New Report on CIA Data Breach Points to Lax Security Detail

A new internal report surfaced last Tuesday, June 16, 2020, detailing the events behind what is considered the largest data security breach in CIA history. According to the report, the “woefully lax” security detail allowed an employee to proceed with the leak and provide hacking tools to WikiLeaks.

The Central Intelligence Agency (CIA) breach occurred in 2016 but was reportedly only discovered in 2017, a year after the incident originally happened. The hacking group responsible for the breach called the case “Vault 7.”

Among the casualties of the breach were hacking tools from the Center for Cyber Intelligence (CCI), states CNN. The documents from the CIA included cyber weapons, exposing the approaches taken by the United States government against their adversaries.

New Report on CIA Data Breach

Based on the internal report, included in the list of hacking tools developed by the CCI to gain access to challenging networks were activating cameras and microphones on a target’s tablet or device, as well as stealing design plans of advanced weapons systems from foreign adversaries.

To date, The Washington Post said that the Vault 7 incident was considered the biggest unauthorized disclosure of classified information in the whole CIA history.
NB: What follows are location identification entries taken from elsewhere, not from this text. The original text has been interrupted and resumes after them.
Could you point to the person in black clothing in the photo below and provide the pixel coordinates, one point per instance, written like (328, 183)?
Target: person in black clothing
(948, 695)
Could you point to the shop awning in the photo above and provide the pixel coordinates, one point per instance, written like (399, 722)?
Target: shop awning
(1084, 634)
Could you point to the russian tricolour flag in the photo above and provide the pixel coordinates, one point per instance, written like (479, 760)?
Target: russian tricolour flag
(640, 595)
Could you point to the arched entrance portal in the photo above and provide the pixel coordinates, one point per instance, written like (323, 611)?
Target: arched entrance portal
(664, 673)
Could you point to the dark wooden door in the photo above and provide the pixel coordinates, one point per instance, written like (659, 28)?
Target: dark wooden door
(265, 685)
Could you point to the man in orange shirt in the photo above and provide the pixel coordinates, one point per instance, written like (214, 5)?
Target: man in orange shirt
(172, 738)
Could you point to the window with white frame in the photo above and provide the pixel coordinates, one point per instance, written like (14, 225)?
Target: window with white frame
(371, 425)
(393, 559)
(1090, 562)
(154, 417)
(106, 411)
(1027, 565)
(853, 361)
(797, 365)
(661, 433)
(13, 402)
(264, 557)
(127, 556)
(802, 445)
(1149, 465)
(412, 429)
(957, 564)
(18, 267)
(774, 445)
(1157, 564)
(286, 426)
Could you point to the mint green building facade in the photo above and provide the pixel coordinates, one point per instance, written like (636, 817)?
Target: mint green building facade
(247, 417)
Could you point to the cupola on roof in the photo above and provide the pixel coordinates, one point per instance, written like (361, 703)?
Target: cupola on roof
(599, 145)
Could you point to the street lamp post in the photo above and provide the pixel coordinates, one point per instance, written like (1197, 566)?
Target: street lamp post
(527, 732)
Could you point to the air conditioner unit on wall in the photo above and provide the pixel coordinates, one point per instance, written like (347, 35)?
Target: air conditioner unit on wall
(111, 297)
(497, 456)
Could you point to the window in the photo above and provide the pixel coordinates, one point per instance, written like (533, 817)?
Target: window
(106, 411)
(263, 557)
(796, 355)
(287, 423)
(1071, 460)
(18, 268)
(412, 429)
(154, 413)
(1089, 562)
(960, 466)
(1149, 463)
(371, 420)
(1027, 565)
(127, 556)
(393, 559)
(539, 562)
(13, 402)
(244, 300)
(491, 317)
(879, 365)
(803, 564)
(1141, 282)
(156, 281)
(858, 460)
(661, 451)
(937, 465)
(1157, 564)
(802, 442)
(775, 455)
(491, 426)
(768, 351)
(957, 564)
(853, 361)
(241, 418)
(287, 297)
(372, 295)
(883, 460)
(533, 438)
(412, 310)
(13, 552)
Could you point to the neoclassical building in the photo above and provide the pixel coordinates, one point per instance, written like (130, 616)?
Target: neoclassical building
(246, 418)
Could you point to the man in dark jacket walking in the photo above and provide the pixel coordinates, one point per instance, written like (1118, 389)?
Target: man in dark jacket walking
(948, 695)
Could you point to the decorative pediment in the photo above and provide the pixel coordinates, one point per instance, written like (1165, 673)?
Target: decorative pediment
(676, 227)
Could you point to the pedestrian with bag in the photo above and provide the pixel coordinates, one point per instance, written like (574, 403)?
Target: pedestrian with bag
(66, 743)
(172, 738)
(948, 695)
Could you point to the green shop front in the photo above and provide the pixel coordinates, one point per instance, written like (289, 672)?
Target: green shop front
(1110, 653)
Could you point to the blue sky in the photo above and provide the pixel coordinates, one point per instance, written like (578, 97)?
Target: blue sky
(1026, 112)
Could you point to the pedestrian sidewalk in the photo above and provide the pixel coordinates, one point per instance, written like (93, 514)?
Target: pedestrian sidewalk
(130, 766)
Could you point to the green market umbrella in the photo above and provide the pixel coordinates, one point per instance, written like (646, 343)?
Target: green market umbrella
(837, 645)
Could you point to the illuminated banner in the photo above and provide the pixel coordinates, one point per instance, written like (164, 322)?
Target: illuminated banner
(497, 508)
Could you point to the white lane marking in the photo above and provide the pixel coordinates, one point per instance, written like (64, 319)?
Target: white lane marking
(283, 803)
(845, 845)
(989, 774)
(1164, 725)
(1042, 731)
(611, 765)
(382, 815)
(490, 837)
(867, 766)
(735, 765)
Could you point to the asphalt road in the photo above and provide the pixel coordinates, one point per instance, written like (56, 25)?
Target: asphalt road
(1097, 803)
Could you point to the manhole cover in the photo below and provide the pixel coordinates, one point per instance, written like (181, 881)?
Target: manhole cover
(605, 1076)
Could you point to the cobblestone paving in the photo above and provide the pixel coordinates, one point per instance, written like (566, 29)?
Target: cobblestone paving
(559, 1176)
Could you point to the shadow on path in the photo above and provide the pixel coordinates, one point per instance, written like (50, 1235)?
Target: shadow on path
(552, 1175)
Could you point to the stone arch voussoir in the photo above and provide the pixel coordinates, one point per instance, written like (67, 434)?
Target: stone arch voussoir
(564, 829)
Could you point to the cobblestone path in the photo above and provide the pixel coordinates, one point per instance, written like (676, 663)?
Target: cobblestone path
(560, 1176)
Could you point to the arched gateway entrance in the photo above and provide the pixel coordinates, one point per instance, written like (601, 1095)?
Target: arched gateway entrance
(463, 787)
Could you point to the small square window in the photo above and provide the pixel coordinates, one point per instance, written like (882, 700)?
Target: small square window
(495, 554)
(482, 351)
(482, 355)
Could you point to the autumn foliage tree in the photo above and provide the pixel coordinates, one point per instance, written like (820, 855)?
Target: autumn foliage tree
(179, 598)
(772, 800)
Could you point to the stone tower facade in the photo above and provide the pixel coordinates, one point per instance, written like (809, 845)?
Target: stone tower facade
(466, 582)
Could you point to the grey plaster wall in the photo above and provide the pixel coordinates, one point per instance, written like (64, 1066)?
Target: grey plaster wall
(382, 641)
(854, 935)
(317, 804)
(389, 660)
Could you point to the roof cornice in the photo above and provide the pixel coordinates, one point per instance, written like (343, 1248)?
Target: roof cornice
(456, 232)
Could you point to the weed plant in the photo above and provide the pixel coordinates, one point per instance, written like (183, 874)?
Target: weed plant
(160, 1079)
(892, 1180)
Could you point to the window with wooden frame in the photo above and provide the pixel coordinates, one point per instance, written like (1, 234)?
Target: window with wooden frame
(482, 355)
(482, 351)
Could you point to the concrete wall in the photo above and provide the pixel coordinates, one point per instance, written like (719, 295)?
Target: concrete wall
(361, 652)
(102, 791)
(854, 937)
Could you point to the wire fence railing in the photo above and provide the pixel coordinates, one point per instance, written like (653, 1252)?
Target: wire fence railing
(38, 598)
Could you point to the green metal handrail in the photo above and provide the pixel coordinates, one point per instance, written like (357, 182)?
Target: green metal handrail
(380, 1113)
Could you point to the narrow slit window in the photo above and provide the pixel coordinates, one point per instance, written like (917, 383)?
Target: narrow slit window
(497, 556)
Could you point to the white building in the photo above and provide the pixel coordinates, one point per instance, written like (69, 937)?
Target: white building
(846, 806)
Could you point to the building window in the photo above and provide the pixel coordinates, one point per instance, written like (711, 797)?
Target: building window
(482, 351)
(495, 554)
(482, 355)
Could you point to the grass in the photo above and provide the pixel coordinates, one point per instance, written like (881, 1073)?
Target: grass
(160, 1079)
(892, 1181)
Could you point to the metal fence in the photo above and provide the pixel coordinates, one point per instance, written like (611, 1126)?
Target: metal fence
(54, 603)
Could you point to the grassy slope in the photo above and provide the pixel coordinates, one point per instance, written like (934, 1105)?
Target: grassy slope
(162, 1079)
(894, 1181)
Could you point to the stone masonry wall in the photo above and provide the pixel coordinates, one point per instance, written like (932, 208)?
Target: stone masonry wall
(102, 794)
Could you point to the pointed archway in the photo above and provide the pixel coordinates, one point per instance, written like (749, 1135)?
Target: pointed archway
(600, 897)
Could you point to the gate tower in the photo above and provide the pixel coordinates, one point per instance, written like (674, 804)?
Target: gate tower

The incident resulted in the agency shutting down several of its operations.

Though the task force behind the incident could not provide an exact number to the breach, the memo reveals that as much as 34 terabytes of data might have been obtained, equivalent to 2.2 billion pages worth of pages or documents.

A statement within the report said the “CIA has moved too slowly to put in place the safeguards that we knew were necessary given successive breaches to other U.S. Government agencies.”

“Most of our sensitive cyber weapons were not compartmented, users shared systems administrator-level passwords, there were no effective removable media [thumb drive] controls, and historical data was available to users indefinitely,” said the report.

As of writing, the Central Intelligence Agency has declined a request for comment, company spokesperson Timothy Barrett revealed to CNN that the “CIA works to incorporate best-in-class technologies to keep ahead of and defend against ever-evolving threats.”

The memo, however, was said to acknowledged the lapses of the CCI in “building cyber weapons at the expense of securing their own systems.” As a result, the task force assigned has become “woefully lax” in handling security.

Details of the internal report were provided by the office of Senator Ron Wyden, a member of the Senate Intelligence Committee, to The Washington Post. Wyden’s office obtained the redacted version from the Justice Department. Wyden has previously lobbied for enhanced cybersecurity measures.

The internal report comes as part of the evidence in the trial of Joshua Schulte, the former CIA employee accused of stealing and leaking the hacking tools in question, notes The Washington Post.